- Born: Nakuru, Kenya
- Origin: Nairobi, Kenya
- Genres: Jazz, Afro-jazz
- Occupations: Musician, composer
- Instruments: Trumpet, saxophone, piano
- Years active: 2010–present

= Christine Kamau =

Kenyan jazz musician

Christine Kamau is a Kenyan jazz musician and composer, who plays the trumpet and the saxophone. She has performed at various Kenyan and international music venues and festivals. In 2012, she appeared in the BBC series 'African Beats', featuring emerging African musicians.

== Life and career ==
Raised in Nakuru, Kamau was interested in music from an early age. Encouraged by her parents, she studied music theory and classical piano from the age of 11. She continued her studies at the Kenya Conservatoire of Music, where she learnt the trumpet under Kagema Gichuhi. After her graduation, she has been playing trumpet in the Conservatoire's orchestra as well as in her own band African People.

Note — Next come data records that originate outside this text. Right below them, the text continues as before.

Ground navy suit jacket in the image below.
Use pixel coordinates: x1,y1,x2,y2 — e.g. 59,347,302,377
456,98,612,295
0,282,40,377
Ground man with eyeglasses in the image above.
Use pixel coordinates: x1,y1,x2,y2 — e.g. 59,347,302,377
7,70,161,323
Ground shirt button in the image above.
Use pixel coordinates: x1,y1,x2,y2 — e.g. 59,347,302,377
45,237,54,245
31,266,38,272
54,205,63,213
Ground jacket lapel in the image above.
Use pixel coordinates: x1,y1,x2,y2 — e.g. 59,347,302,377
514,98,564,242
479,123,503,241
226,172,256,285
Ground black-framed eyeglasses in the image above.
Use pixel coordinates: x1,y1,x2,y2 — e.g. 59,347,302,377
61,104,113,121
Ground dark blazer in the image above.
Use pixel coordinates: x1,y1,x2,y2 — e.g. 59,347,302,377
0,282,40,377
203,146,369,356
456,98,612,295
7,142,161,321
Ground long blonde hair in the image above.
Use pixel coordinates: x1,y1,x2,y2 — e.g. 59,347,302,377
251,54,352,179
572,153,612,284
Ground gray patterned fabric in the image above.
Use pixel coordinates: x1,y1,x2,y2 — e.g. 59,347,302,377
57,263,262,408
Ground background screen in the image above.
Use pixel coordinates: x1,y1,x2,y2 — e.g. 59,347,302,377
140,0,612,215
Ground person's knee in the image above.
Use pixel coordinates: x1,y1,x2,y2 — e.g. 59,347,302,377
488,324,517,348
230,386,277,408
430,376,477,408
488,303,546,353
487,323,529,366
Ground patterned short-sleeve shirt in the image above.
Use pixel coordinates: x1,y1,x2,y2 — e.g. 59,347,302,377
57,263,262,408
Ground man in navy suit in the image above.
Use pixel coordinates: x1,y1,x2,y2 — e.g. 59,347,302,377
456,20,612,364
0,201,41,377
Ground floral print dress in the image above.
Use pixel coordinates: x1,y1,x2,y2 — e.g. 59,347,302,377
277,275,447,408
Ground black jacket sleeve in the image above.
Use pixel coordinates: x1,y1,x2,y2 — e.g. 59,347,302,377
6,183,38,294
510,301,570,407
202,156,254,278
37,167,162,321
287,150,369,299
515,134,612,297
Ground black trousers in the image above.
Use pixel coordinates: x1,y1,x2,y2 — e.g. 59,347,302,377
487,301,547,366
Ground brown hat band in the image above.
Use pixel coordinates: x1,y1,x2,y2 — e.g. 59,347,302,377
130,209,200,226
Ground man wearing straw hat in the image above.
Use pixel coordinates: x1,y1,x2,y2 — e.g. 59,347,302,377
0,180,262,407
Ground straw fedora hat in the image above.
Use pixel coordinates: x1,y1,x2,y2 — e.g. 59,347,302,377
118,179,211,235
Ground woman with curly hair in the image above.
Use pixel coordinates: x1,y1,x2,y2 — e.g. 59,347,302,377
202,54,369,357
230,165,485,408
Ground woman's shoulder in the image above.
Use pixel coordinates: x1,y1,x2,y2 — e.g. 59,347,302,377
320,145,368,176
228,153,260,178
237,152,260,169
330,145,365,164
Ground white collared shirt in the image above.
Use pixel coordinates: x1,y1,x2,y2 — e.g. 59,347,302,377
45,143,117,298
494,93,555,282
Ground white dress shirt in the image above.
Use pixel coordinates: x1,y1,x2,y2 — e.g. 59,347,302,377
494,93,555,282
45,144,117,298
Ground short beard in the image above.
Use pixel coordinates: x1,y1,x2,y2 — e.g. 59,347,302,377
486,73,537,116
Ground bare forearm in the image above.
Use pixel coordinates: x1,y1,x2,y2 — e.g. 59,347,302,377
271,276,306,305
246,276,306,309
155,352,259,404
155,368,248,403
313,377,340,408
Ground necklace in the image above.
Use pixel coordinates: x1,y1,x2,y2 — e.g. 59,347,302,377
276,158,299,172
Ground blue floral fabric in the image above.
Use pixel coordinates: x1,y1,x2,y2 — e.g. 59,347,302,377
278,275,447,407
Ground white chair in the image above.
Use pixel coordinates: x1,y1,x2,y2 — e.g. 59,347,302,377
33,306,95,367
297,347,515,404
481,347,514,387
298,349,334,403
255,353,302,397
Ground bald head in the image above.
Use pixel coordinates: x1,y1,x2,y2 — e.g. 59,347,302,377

Sponsored by the British Council's Mobility East Africa Travel Grant in 2017, Kamau travelled to Addis Ababa to collaborate with Ethio-jazz musicians. In April 2021, Kamau was invited by UNESCO Headquarters to participate in a round table on Jazz women in Africa, including short video clips of her and other African jazz women's music.

Specializing in African jazz, her tracks include "Nakuru Sunshine", "Conversations" and the eight-track album This is for You. The latter presents her compositions, combining jazz with benga and rhumba.